Now the serpent was more crafty than any other beast of the field that the LORD God had made (Genesis 3:1).
Before proceeding with this short reflection, let me acknowledge that those who perpetrate evil do not always intend to do so. It is possible to be deceived, and therefore it is possible for us to do evil while believing we do good. Moral decisions are always tied to a vision of “the good,” but sometimes we fail to see clearly. Therefore, Jesus’ words from the cross, “Father, forgive them, for they know not what they are doing,” are worth remembering.
And then, of course, sometimes those who perpetrate evil know exactly what they are doing.
The word translated as “crafty” in the verse above is the Hebrew word for wisdom—the same one used for wisdom in Proverbs, for instance. So the verse could be translated, “The serpent was wiser than any other beast the LORD God had made.” It is meant to alert the reader that the serpent, in tempting Adam and Eve to eat of the tree, knew exactly what he wanted to accomplish, and how to deftly go about doing it.
In Abuse of Discretion: The Inside Story of Roe v. Wade, Clarke Forsythe exposes much of the legal underbelly of Roe, with particular attention to the papers of the Supreme Court justices who decided the case. His account of judicial manipulation immediately prior to Roe particularly caught my attention.

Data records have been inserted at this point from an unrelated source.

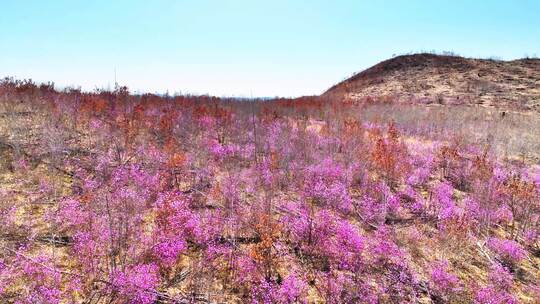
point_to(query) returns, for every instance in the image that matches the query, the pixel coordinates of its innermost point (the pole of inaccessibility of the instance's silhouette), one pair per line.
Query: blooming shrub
(143, 198)
(444, 283)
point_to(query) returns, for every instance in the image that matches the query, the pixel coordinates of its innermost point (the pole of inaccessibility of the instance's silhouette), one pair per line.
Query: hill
(430, 78)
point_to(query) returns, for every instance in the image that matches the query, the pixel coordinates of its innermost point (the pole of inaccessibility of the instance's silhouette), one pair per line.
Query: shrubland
(109, 197)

Eisenstadt v. Baird was a case concerning contraception that the Supreme Court decided during the same time it was considering Roe. In his Eisenstadt opinion, a draft of which was released just before the initial oral arguments for Roe, Justice William Brennan wrote
If the right of privacy means anything, it is the right of the individual, married or single, to be free from unwarranted governmental intrusion into matters so fundamentally affecting a person as the decision whether to bear or beget a child.
Forsythe notes first that Brennan doesn’t bother to argue his point; he simply asserts it. Second, Eisenstadt wasn’t based on privacy, but rather on the Equal Protection Clause of the 14th Amendment, which in effect meant that Brennan’s comment was superfluous to the actual case, suggesting he made it for another reason.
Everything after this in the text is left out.